Il capitalismo europeo è chiaramente in crisi di competitività. Secondo dati pubblicati dal settimanale americano Business Week le mille imprese più grandi al mondo hanno un valore di mercato pari a 17 milioni di miliardi di lire (circa un terzo del prodotto mondiale lordo). Nel 1996 di questo valore il 45,6% era composto da aziende statunitensi, il 23,4% giapponesi, il 17% da aziende delle quattro economie europee più forti (Germania, Gran Bretagna, Francia, Italia).

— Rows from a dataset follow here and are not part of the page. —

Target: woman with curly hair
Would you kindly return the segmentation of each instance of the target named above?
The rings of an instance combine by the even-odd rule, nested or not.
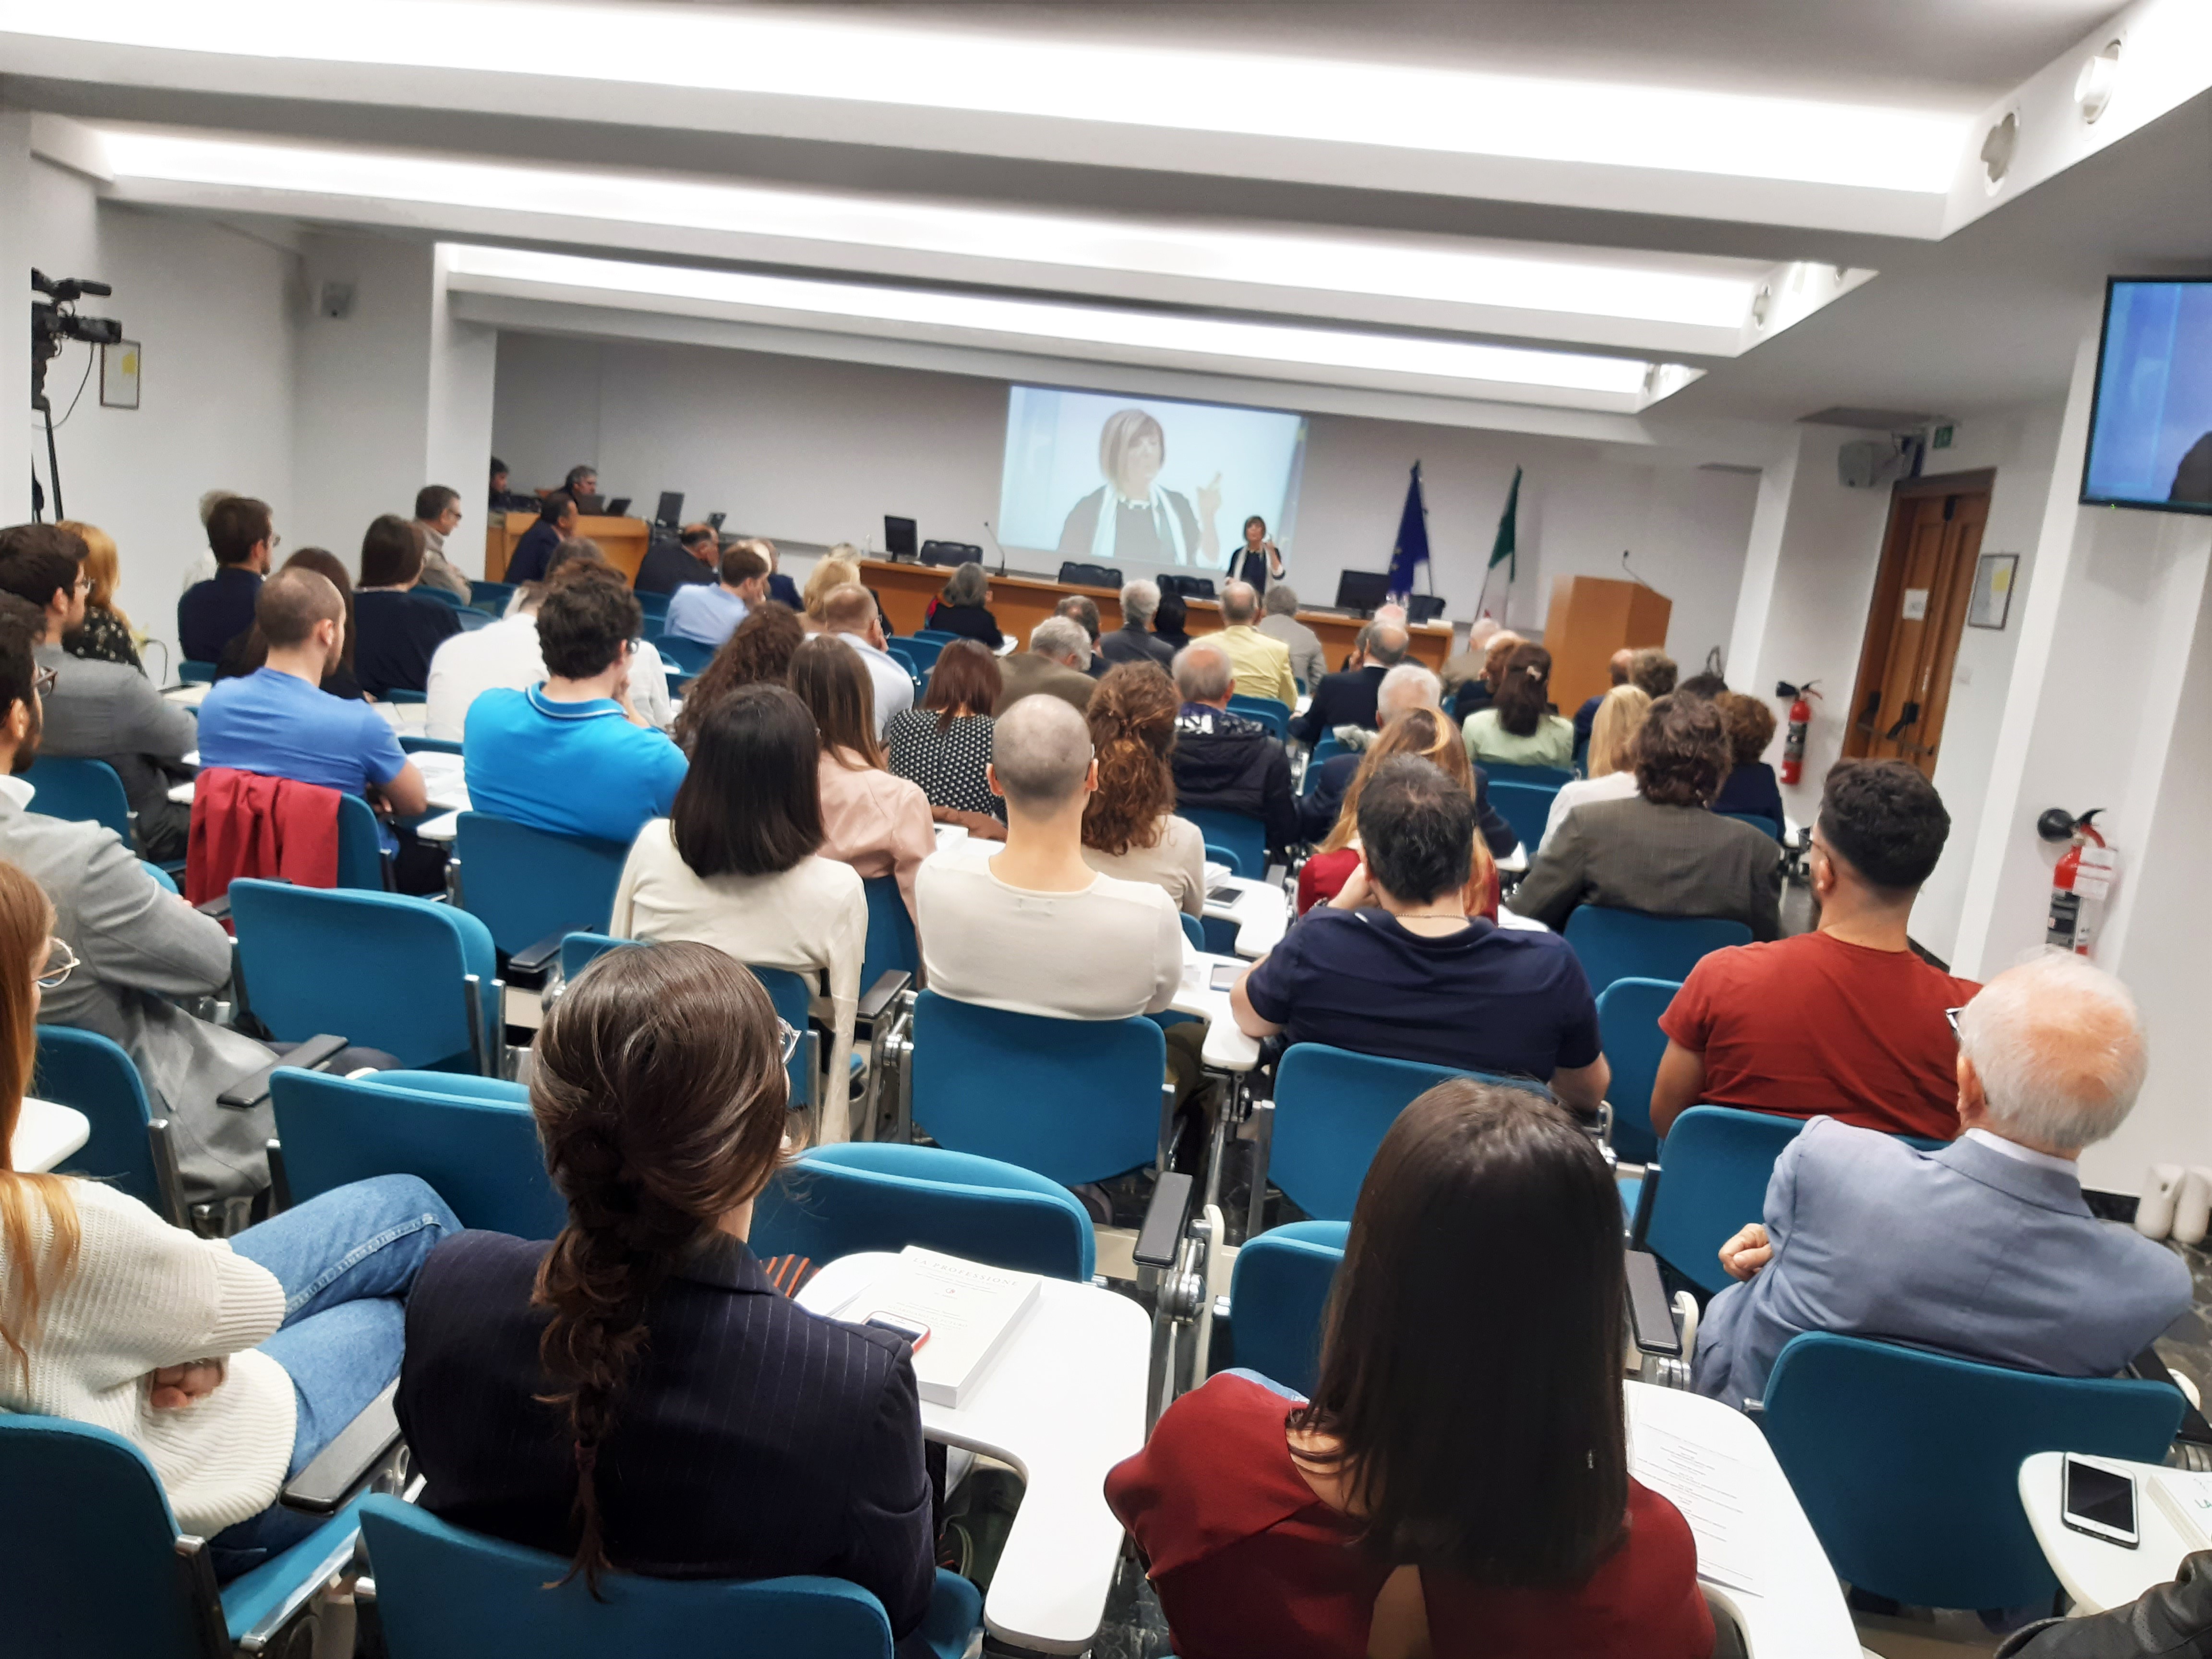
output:
[[[144,672],[145,665],[138,660],[137,642],[131,637],[131,618],[115,603],[115,589],[123,580],[116,562],[115,538],[97,525],[76,519],[64,519],[55,527],[72,532],[84,544],[84,574],[92,583],[84,596],[84,621],[62,641],[62,649],[72,657],[120,663]]]
[[[1083,861],[1125,881],[1166,890],[1187,916],[1206,906],[1206,837],[1175,816],[1175,682],[1157,663],[1106,671],[1086,718],[1098,787],[1083,809]]]
[[[823,615],[823,607],[830,596],[841,587],[857,586],[860,566],[857,559],[848,558],[839,548],[850,551],[848,544],[840,542],[829,553],[814,562],[814,568],[806,573],[806,585],[799,590],[799,602],[804,607],[799,621],[810,634],[827,633],[830,623]]]
[[[1352,783],[1344,792],[1344,805],[1337,809],[1335,825],[1298,871],[1300,915],[1316,904],[1326,904],[1343,891],[1344,884],[1359,867],[1365,856],[1359,845],[1359,797],[1366,790],[1367,781],[1375,775],[1375,769],[1396,755],[1418,755],[1423,760],[1434,761],[1443,769],[1445,776],[1468,794],[1474,793],[1474,769],[1468,763],[1467,750],[1460,746],[1458,732],[1440,711],[1408,708],[1396,716],[1361,757],[1359,769],[1352,774]],[[1490,848],[1480,836],[1474,838],[1473,873],[1480,883],[1475,890],[1482,895],[1482,905],[1470,914],[1495,921],[1498,866],[1492,862]]]
[[[739,686],[781,685],[791,673],[791,653],[805,637],[805,626],[792,611],[780,605],[756,605],[699,678],[684,688],[684,707],[672,735],[684,752],[690,752],[707,711]]]
[[[1713,811],[1749,812],[1780,824],[1782,788],[1774,781],[1774,769],[1761,758],[1774,741],[1774,711],[1764,698],[1741,691],[1723,691],[1713,701],[1720,704],[1729,760],[1728,775],[1713,796]]]
[[[1498,677],[1496,701],[1468,716],[1468,758],[1506,766],[1571,764],[1575,723],[1551,706],[1552,653],[1540,645],[1515,646]]]
[[[999,659],[973,640],[938,654],[921,707],[902,708],[884,728],[892,773],[929,797],[929,816],[982,841],[1006,838],[1006,804],[991,793],[991,710],[998,706]]]
[[[1651,710],[1651,698],[1640,685],[1616,685],[1597,700],[1597,714],[1590,721],[1588,775],[1559,786],[1552,797],[1552,810],[1544,819],[1544,838],[1551,844],[1567,814],[1594,800],[1626,800],[1636,793],[1636,734]]]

È interessante notare come i dati relativi al ‘95 fossero del 40,1% per le aziende Usa, 27% per quelle giapponesi, 18,4% per quelle europee. Questo dato consente di valutare indirettamente l’importanza dei paesi, la loro capacità di aggregare capitali, il loro peso decisionale. Nel capitalismo, conta molto di più un paese con una decina di grandi imprese, capaci di elaborare strategie, che non un paese con decine di migliaia di imprese minori che complessivamente arrivano allo stesso fatturato o valore aggiunto e il verdetto registra una supremazia indiscutibile degli Usa che è testimoniata dal rafforzamento del dollaro e un impasse del Giappone e dell’Europa.

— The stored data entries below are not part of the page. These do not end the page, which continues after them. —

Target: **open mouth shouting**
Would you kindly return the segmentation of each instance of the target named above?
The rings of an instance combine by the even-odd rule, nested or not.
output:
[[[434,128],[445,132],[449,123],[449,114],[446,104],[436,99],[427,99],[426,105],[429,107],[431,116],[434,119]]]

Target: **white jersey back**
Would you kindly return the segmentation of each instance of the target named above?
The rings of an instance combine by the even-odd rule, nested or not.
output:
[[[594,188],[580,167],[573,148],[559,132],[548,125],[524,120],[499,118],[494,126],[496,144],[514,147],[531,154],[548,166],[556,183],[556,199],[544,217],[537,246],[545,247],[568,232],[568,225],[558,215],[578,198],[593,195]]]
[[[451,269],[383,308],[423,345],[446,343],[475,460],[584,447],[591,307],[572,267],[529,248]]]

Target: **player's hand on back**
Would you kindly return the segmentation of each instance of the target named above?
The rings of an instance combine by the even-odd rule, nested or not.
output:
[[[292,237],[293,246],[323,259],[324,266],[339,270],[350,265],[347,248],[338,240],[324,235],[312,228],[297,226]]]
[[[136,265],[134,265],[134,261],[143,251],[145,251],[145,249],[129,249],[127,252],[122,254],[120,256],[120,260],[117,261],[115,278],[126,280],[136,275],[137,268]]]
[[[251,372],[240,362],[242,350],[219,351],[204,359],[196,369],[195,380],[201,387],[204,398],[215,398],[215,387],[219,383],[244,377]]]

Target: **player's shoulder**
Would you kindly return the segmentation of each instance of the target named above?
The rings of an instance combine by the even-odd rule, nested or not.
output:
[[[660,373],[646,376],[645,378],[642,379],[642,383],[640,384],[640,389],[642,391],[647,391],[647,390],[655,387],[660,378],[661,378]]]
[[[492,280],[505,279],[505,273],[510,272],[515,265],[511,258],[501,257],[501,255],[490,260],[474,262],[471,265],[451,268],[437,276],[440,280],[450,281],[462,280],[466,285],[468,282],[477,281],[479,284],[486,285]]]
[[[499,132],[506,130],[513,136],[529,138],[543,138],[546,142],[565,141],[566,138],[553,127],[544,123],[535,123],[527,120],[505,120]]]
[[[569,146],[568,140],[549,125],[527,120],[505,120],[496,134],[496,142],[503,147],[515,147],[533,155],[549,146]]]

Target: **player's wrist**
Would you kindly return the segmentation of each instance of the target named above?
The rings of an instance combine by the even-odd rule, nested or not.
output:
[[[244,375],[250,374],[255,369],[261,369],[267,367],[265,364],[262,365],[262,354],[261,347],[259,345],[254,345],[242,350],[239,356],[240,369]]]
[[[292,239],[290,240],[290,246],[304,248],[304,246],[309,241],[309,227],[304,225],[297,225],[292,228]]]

Cosa significa questo? Indipendentemente da Maastricht la strada del rigore è una strada obbligata per il capitalismo europeo, l’Italia in questo contesto per giunta è l’ultima della classe. Ogni volta che ci propongono dei tagli ci dicono che saranno gli ultimi, con questi dati vogliamo dimostrare come questa sia solo una menzogna.
I dirigenti socialdemocratici in tutta Europa tentano di venire in soccorso al capitalismo, proponendo di ammorbidire gli attacchi al tenore di vita operaio e su questa base vincono le elezioni, ma non hanno i margini per mantenere a lungo questi propositi, anche perchè il potere di autonomia dei governi si è notevolmente ridotto con lo strapotere delle multinazionali che sono in grado di mobilitare quantità di capitali enormemente superiori a quelli delle banche centrali. Questi governi di sinistra o di centrosinistra saranno dunque un totale fallimento a meno che non si metta in discussione non solo Maastricht, ma le fondamenta stesse della società capitalistica recuperando le idee rivoluzionarie e autenticamente socialiste.
L’alternativa, per tornare a Marx da cui siamo partiti, è l’impoverimento della classe lavoratrice e più in generale la barbarie sociale nonostante l’enorme potenziale scientifico e tecnologico che la società ha raggiunto.